Would the preformance of this small scsi be faster than say a standerd WD 20gig 2700 rpm drive On IDE chanell ???
The controller is a UW or ultra wide and limited to at most 40MB/s on burst data. The drive might synch at 80MB/s provided you use a U2W controller, however an old 7200RPM SCSI simply will lag in performance behind newer IDE drives.
For speed, a decent U160 and much newer generation 10K or 15K SCSI would perform well. The older stuff was fast compared to PIO and ATA-33 drives, but isn't impressive by today's standards.
cozmo_d
08-07-04, 09:14 PM
Well I used HDTac & your right this drive burst speed is pathetic 31.8mbps
But it has a very low random access speed 11.6milliseconds & 0% CPU utilization wich is good I belive for what im using this scsi for, the only thing thats on it is my page file
you think that will be ok ???
Master Mitch
08-07-04, 11:37 PM
It's hard to compare two drives just from a description, but the 20 gig IDE will be newer than the old Viking, and has a higher areal density. That said, it isn't that much newer, so I'd be strongly tempted to go ahead and use the SCSI drive for your page file. The classic SCSI fast seek times and low CPU utilization seem like just the ticket for not slowing things down when paging is necessary. Additionally, having the page file on a separate drive reduces seeking, and... well, what else could you cram onto such a small drive, anyway? =)
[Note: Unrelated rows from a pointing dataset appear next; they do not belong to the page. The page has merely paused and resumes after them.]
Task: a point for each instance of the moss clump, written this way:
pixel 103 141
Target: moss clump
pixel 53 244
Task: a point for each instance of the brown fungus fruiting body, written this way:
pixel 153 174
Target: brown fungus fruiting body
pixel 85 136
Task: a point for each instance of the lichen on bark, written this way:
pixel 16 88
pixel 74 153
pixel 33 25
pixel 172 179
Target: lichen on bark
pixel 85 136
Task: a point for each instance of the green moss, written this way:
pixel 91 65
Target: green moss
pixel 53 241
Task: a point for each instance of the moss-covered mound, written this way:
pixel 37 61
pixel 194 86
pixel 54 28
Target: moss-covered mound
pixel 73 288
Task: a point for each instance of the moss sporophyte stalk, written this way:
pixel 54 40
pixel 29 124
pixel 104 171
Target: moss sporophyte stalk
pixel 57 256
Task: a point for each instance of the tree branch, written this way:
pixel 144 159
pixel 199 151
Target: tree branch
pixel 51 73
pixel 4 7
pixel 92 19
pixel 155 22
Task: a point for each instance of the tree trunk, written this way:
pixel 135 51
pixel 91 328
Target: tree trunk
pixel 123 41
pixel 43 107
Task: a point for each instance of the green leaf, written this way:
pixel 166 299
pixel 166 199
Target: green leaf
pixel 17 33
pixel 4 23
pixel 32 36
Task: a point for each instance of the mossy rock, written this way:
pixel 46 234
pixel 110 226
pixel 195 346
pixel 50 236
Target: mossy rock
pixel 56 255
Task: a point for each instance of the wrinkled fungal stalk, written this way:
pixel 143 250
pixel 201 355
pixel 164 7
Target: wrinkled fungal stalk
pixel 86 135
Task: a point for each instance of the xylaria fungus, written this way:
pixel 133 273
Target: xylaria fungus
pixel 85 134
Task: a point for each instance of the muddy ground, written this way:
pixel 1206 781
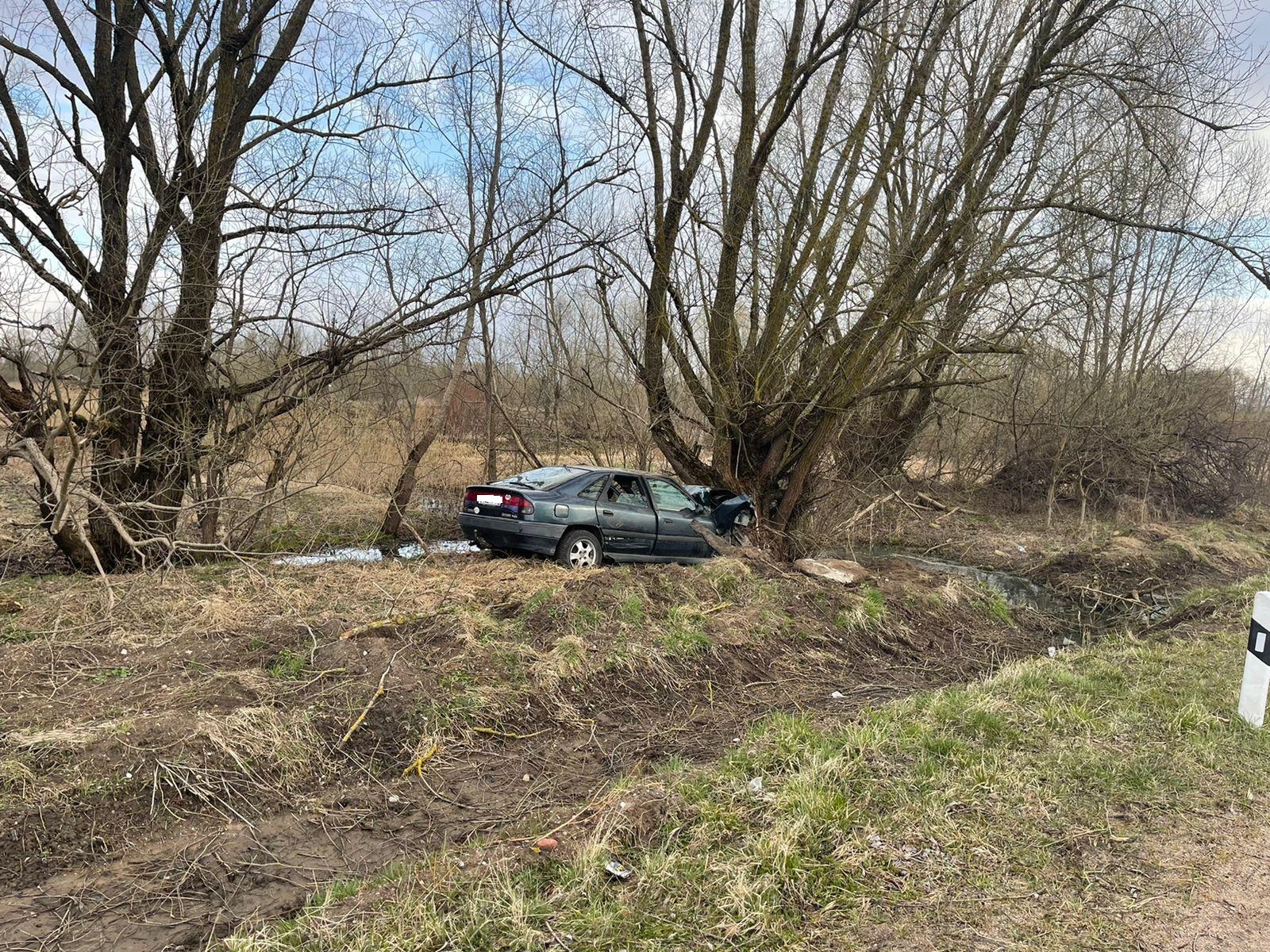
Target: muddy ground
pixel 202 747
pixel 215 744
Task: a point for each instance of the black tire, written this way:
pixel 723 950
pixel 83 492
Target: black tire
pixel 579 549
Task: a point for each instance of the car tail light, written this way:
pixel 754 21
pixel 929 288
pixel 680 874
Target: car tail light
pixel 518 503
pixel 511 503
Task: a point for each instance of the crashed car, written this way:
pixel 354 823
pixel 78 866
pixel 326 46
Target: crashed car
pixel 583 516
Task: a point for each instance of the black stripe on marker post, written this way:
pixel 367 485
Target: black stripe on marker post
pixel 1259 641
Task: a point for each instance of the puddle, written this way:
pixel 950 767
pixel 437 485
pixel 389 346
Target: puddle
pixel 379 554
pixel 1018 590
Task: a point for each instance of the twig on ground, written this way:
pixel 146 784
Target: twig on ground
pixel 380 691
pixel 507 735
pixel 417 766
pixel 385 624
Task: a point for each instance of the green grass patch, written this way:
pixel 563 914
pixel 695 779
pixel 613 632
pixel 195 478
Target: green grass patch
pixel 287 666
pixel 1019 808
pixel 867 613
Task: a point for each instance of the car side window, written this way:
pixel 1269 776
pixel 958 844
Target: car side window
pixel 670 497
pixel 592 490
pixel 626 490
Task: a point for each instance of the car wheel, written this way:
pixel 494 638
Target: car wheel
pixel 579 549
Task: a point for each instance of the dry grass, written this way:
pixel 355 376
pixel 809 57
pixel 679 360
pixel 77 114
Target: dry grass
pixel 1029 809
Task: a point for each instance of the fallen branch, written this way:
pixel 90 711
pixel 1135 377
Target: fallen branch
pixel 380 691
pixel 387 624
pixel 506 735
pixel 417 767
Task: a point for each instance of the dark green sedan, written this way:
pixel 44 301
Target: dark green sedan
pixel 583 516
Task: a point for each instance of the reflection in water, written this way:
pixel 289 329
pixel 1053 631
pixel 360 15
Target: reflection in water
pixel 379 554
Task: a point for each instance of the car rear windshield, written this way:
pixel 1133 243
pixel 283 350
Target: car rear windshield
pixel 544 478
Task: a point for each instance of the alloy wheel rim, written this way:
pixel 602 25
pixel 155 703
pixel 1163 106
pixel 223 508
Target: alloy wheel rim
pixel 582 552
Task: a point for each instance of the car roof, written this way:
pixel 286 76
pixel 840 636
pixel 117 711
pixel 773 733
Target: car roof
pixel 618 470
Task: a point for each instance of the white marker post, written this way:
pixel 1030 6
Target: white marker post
pixel 1257 663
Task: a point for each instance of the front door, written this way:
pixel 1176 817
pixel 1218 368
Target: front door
pixel 676 511
pixel 625 516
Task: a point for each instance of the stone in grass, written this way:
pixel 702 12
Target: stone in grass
pixel 619 869
pixel 840 570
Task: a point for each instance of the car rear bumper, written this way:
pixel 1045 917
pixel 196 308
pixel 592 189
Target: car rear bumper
pixel 503 533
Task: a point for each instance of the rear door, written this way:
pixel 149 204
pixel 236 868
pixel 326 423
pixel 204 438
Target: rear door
pixel 625 516
pixel 676 511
Nevermind that a friend of mine ran his machine (which I spec'd and built) entirely off of a 9 gig Ultra2 drive up until quite recently-- when I finally fitted it with an 18 gig SCSI drive, as well. <glances down at computer with 200 gigs of IDE storage> Alas, I didn't practice what I preached.
cozmo_d
08-09-04, 10:16 AM
Thx, After doing a few things I think its running well like this
WD20gig C:/ = OS
Seagate D:/ = Backup files/programs F:/ = installed Games
Q_VikingII P:/ Page file
I used Partition magic to devide the seagate its the fastest drive, 1 partition holds backedup files other installed games The WD has the OS & other apps installed, & the Quantum_scsi has only a page file & Im telling you its definataly better than it was
before, Id love to have some super fast HDs & skip this setup but gota work with what ya got .
Thx for the help !!!
shadowdr
08-09-04, 12:09 PM
Hard to beleive that even an old slow drive can affect performance that much,but I recently found a computer on the interstate which had been run over and left to die on it's own.I stopped and picked it up thinking I might be able to salvage the ram or somthing.When I got home I began striping the stuff out of the crushed box using a hammer to beat the frame out enough to get at the peices.I had an old box in the shed so I thought I would put it back together in there and see if anything would power up.With a little fiddleing and changing the drive oreintation it booted up to win 98.Turned out it was an old Dell 4100 with a P3 800 mhz chip.It ran but seemed painfully slow loading apps and acessing stuff on the drive.I also found a 2 gig wd lying around in the shed so I thought I would stick it in and run a seperate page file.What a difference.The speed increase is very noticeable, unlike the faster disks we use now that are allready so quick.I am thinking of trying it on my old 366.Live and learn.